Brain Imaging and Behavior

, Volume 11, Issue 2, pp 473–485 | Cite as

“Small World” architecture in brain connectivity and hippocampal volume in Alzheimer’s disease: a study via graph theory from EEG data

  • Fabrizio Vecchio
  • Francesca Miraglia
  • Francesca Piludu
  • Giuseppe Granata
  • Roberto Romanello
  • Massimo Caulo
  • Valeria Onofrj
  • Placido Bramanti
  • Cesare Colosimo
  • Paolo Maria Rossini
Original Research


Brain imaging plays an important role in the study of Alzheimer’s disease (AD), where atrophy has been found to occur in the hippocampal formation during the very early disease stages and to progress in parallel with the disease’s evolution. The aim of the present study was to evaluate a possible correlation between “Small World” characteristics of the brain connectivity architecture—as extracted from EEG recordings—and hippocampal volume in AD patients. A dataset of 144 subjects, including 110 AD (MMSE 21.3) and 34 healthy Nold (MMSE 29.8) individuals, was evaluated. Weighted and undirected networks were built by the eLORETA solutions of the cortical sources’ activities moving from EEG recordings. The evaluation of the hippocampal volume was carried out on a subgroup of 60 AD patients who received a high-resolution T1-weighted sequence and underwent processing for surface-based cortex reconstruction and volumetric segmentation using the Freesurfer image analysis software. Results showed that, quantitatively, more correlation was observed in the right hemisphere, but the same trend was seen in both hemispheres. Alpha band connectivity was negatively correlated, while slow (delta) and fast-frequency (beta, gamma) bands positively correlated with hippocampal volume. Namely, the larger the hippocampal volume, the lower the alpha and the higher the delta, beta, and gamma Small World characteristics of connectivity. Accordingly, the Small World connectivity pattern could represent a functional counterpart of structural hippocampal atrophying and related-network disconnection.

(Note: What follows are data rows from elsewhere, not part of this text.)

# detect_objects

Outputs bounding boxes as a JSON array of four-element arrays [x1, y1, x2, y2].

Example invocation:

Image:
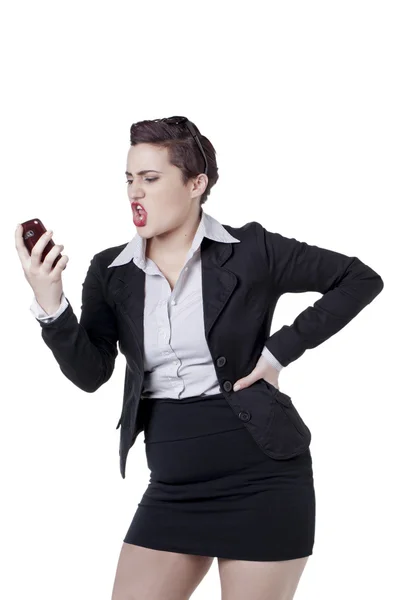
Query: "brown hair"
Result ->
[[130, 119, 219, 205]]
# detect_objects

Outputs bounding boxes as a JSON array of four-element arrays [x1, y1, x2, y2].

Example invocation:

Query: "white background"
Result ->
[[0, 0, 400, 600]]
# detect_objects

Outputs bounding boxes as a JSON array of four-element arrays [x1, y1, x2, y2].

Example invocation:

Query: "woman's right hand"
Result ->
[[15, 224, 69, 314]]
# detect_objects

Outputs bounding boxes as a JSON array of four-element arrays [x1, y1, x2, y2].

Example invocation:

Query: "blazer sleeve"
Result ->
[[257, 226, 383, 367], [36, 255, 118, 392]]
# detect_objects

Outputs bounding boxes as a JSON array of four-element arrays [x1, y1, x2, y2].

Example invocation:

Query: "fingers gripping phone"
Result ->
[[21, 219, 61, 268]]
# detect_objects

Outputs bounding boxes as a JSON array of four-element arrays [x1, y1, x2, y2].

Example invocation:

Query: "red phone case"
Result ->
[[21, 219, 61, 267]]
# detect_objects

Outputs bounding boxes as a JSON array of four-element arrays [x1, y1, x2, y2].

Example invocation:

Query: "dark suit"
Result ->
[[38, 221, 383, 478]]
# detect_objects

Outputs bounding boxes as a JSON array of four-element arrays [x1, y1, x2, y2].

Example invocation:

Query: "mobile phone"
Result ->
[[21, 219, 61, 268]]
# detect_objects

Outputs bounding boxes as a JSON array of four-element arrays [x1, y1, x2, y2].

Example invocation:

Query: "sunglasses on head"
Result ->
[[159, 117, 208, 175]]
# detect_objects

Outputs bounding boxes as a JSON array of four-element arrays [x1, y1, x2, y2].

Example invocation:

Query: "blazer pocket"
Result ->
[[263, 379, 311, 443]]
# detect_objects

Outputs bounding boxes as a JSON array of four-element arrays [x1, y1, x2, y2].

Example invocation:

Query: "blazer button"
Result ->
[[239, 410, 251, 421]]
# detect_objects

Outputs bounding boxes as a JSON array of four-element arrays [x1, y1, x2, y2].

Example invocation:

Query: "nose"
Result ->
[[128, 183, 143, 202]]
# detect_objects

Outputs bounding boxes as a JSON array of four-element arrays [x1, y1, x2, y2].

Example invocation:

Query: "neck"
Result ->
[[146, 208, 203, 258]]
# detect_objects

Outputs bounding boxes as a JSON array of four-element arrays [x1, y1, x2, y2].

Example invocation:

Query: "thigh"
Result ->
[[111, 542, 213, 600], [218, 556, 308, 600]]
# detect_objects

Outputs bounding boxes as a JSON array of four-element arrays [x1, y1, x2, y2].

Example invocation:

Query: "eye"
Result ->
[[126, 177, 159, 184]]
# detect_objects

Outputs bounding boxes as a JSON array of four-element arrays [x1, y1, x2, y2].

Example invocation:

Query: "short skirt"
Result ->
[[124, 393, 315, 561]]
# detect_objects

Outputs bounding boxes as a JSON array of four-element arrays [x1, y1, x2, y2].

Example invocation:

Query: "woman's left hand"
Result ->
[[233, 354, 279, 392]]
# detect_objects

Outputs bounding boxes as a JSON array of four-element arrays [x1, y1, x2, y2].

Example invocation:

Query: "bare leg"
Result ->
[[218, 556, 308, 600], [111, 542, 214, 600]]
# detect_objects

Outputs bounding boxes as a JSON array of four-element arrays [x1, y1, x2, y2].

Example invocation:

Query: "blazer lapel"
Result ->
[[110, 237, 237, 360]]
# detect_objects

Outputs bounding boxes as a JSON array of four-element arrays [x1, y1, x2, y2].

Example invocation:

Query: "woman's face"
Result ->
[[126, 143, 208, 238]]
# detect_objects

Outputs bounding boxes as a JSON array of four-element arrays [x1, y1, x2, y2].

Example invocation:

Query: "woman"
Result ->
[[16, 117, 383, 600]]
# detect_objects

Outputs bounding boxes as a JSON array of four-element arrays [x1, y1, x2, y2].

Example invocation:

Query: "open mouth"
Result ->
[[131, 202, 147, 223]]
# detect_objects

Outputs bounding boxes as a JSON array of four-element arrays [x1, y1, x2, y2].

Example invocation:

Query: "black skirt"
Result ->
[[124, 393, 315, 561]]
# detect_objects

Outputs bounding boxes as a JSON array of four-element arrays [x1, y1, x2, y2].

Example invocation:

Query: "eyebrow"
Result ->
[[125, 169, 162, 177]]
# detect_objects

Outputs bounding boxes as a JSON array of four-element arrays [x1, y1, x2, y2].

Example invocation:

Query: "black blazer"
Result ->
[[37, 221, 383, 478]]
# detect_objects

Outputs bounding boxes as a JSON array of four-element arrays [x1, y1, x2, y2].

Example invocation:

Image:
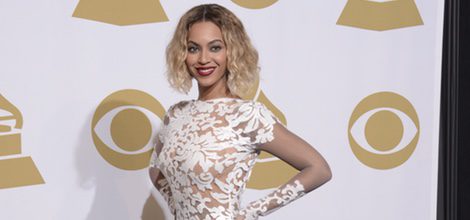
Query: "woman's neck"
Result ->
[[198, 80, 239, 100]]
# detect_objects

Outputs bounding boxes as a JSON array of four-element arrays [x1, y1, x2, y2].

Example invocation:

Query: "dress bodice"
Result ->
[[152, 98, 277, 220]]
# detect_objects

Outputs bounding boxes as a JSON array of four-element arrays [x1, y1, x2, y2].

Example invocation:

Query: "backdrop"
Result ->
[[0, 0, 444, 220]]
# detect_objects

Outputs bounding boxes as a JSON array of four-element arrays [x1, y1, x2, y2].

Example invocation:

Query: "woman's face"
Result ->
[[186, 21, 227, 88]]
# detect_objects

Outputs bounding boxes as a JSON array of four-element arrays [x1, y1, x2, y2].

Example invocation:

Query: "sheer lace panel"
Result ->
[[151, 98, 302, 220]]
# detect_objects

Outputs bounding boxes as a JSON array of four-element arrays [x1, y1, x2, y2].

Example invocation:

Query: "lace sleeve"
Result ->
[[150, 150, 176, 215], [149, 108, 176, 215], [238, 102, 331, 220]]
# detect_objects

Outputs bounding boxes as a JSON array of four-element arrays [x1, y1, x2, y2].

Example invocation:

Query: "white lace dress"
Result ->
[[151, 98, 304, 220]]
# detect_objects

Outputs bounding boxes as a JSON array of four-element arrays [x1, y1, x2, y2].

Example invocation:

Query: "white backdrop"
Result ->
[[0, 0, 444, 220]]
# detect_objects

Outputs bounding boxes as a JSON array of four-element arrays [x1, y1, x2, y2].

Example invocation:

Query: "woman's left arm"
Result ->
[[237, 123, 331, 219]]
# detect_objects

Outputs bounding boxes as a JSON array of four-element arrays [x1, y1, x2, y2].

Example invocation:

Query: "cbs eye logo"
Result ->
[[348, 92, 420, 170], [91, 89, 165, 170]]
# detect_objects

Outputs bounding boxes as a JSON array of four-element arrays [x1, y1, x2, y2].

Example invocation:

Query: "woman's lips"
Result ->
[[196, 67, 215, 76]]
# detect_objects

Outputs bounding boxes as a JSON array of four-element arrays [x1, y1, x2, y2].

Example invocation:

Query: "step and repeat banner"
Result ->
[[0, 0, 444, 220]]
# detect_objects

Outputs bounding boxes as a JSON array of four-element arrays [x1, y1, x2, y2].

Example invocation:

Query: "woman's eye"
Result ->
[[211, 46, 222, 52], [188, 46, 198, 53]]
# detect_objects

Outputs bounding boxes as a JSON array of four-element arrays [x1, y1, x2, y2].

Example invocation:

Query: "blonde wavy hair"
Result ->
[[166, 4, 259, 96]]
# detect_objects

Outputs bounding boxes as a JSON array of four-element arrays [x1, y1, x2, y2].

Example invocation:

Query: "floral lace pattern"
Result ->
[[151, 98, 303, 220]]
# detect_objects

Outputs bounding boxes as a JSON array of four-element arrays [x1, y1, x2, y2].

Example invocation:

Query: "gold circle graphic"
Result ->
[[111, 109, 152, 151], [348, 92, 420, 170], [91, 89, 165, 170], [365, 110, 403, 151]]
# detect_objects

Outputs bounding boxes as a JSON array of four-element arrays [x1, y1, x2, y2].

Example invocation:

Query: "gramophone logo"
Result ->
[[0, 95, 44, 189], [337, 0, 423, 31]]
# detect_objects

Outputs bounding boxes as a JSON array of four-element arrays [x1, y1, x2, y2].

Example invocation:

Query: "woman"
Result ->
[[150, 4, 331, 220]]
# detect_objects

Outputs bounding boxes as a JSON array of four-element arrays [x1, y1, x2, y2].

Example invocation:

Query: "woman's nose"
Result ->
[[198, 50, 210, 64]]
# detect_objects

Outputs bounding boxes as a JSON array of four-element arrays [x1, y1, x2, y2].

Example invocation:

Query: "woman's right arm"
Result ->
[[149, 138, 176, 215]]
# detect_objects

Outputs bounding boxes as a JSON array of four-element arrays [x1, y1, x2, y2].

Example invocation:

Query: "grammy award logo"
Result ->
[[337, 0, 423, 31], [0, 95, 44, 189], [72, 0, 277, 26], [72, 0, 168, 26], [243, 81, 298, 189]]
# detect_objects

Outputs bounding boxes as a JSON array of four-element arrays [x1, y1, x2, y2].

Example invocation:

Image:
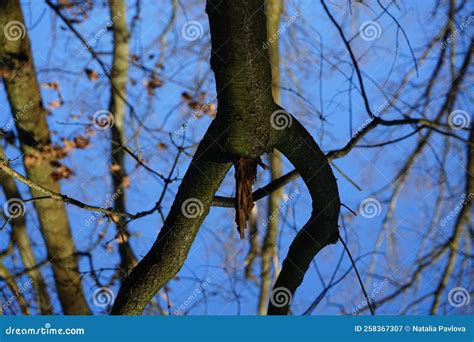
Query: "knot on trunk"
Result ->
[[234, 157, 264, 239]]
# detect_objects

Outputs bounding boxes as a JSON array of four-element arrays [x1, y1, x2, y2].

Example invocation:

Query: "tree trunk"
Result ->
[[109, 0, 136, 278], [112, 0, 340, 315], [0, 0, 90, 315]]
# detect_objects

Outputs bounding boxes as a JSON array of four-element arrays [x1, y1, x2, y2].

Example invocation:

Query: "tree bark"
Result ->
[[109, 0, 136, 278], [0, 147, 53, 315], [0, 0, 90, 315], [112, 0, 340, 314], [258, 0, 283, 315]]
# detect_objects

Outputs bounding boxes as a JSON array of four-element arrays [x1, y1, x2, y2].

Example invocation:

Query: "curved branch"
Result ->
[[268, 113, 341, 315], [111, 119, 232, 315]]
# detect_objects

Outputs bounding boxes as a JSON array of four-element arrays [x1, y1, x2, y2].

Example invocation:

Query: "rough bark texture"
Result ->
[[109, 0, 136, 277], [112, 0, 340, 314], [0, 0, 89, 314], [258, 0, 283, 315]]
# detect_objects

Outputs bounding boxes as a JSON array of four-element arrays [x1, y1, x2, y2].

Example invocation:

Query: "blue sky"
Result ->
[[0, 0, 473, 315]]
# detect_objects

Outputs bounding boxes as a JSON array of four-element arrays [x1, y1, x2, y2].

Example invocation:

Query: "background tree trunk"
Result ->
[[0, 0, 90, 315]]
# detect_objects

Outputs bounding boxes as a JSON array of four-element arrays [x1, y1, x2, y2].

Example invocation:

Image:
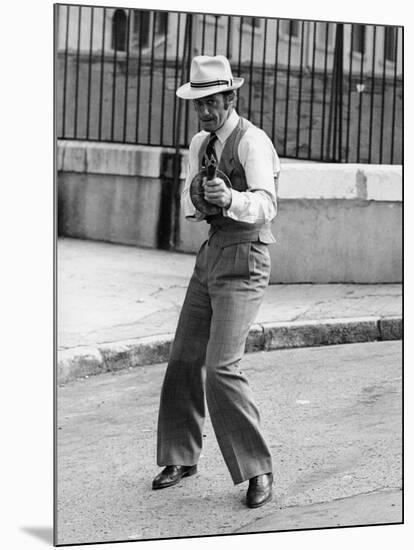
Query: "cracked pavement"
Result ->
[[57, 341, 402, 544]]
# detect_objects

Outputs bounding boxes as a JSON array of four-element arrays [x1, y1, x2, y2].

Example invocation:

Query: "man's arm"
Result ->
[[181, 134, 205, 222], [223, 128, 280, 223]]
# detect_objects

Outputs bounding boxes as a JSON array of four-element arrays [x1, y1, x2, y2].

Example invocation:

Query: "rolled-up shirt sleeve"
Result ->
[[223, 127, 280, 223], [181, 132, 207, 222]]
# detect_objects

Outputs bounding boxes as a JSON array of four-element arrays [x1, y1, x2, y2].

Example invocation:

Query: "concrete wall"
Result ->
[[57, 141, 402, 283]]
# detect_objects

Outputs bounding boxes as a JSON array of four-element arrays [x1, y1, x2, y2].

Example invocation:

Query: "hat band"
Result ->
[[190, 80, 233, 88]]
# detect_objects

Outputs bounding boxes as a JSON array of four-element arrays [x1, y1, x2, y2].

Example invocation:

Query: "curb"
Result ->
[[57, 317, 403, 384]]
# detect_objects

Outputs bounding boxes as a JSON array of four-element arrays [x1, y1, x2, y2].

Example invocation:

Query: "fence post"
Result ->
[[171, 13, 193, 248]]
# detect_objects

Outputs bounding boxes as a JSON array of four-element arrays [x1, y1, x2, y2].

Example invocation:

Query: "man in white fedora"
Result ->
[[152, 55, 280, 508]]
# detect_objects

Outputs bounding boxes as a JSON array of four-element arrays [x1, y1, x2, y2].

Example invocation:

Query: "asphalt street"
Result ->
[[57, 341, 402, 544]]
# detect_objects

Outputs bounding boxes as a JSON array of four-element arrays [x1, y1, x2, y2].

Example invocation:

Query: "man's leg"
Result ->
[[157, 250, 211, 466], [206, 243, 272, 484]]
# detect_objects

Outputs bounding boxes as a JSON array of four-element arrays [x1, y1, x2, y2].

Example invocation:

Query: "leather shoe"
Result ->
[[152, 464, 197, 489], [246, 473, 273, 508]]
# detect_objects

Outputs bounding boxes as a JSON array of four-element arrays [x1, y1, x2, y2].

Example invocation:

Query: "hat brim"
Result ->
[[176, 78, 244, 99]]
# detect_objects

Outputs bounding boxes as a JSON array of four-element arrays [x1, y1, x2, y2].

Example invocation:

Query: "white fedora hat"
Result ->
[[177, 55, 244, 99]]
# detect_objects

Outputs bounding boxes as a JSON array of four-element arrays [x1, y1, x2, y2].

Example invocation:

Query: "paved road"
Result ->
[[58, 341, 402, 544]]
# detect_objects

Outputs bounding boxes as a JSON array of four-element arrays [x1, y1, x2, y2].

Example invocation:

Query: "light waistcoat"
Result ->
[[198, 117, 276, 246]]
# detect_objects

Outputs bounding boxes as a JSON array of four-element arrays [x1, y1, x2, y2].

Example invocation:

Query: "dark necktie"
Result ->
[[206, 133, 218, 165]]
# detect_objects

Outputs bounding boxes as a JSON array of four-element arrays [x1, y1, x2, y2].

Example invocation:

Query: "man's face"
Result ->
[[193, 94, 230, 132]]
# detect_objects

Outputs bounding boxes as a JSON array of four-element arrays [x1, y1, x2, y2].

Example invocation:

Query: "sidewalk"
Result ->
[[57, 238, 402, 383]]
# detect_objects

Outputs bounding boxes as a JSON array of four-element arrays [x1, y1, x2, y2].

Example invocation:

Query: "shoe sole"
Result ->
[[246, 493, 273, 508], [152, 466, 197, 491]]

Graph theory Alzheimer Functional connectivity EEG Hippocampus eLORETA MRI 



Dr. Francesca Miraglia participated to this study in the framework of her Ph.D. program at the Doctoral School in Neuroscience, Department of Neuroscience, Catholic University of Rome, Italy. This work was supported by the Italian Ministry of Health for Institutional Research (Ricerca corrente) and by the Italian Ministry of Instruction, University and Research MIUR (“Approccio integrato clinico e sperimentale allo studio dell’invecchiamento cerebrale e delle malattie neurodegenerative: basi molecolari, epidemiologia genetica, neuroimaging multimodale e farmacogenetica. (Merit)” and “Functional connectivity and neuroplasticity in physiological and pathological aging. Prot. 2010SH7H3F (ConnAge)” PRIN project).

Compliance with ethical standards


This work was supported by the Italian Ministry of Health for Institutional Research (Ricerca corrente) and by the Italian Ministry of Instruction, University and Research MIUR (“Approccio integrato clinico e sperimentale allo studio dell’invecchiamento cerebrale e delle malattie neurodegenerative: basi molecolari, epidemiologia genetica, neuroimaging multimodale e farmacogenetica. (Merit)” and “Functional connectivity and neuroplasticity in physiological and pathological aging. Prot. 2010SH7H3F (ConnAge)” PRIN project).

Conflict of interest

All authors declare that they have no conflict of interest.

Ethical approval

All procedures performed in studies involving human participants were in accordance with the ethical standards of the institutional and/or national research committee and with the 1964 Helsinki declaration and its later amendments or comparable ethical standards.

Informed consent

Informed consent was obtained from all individual participants included in the study.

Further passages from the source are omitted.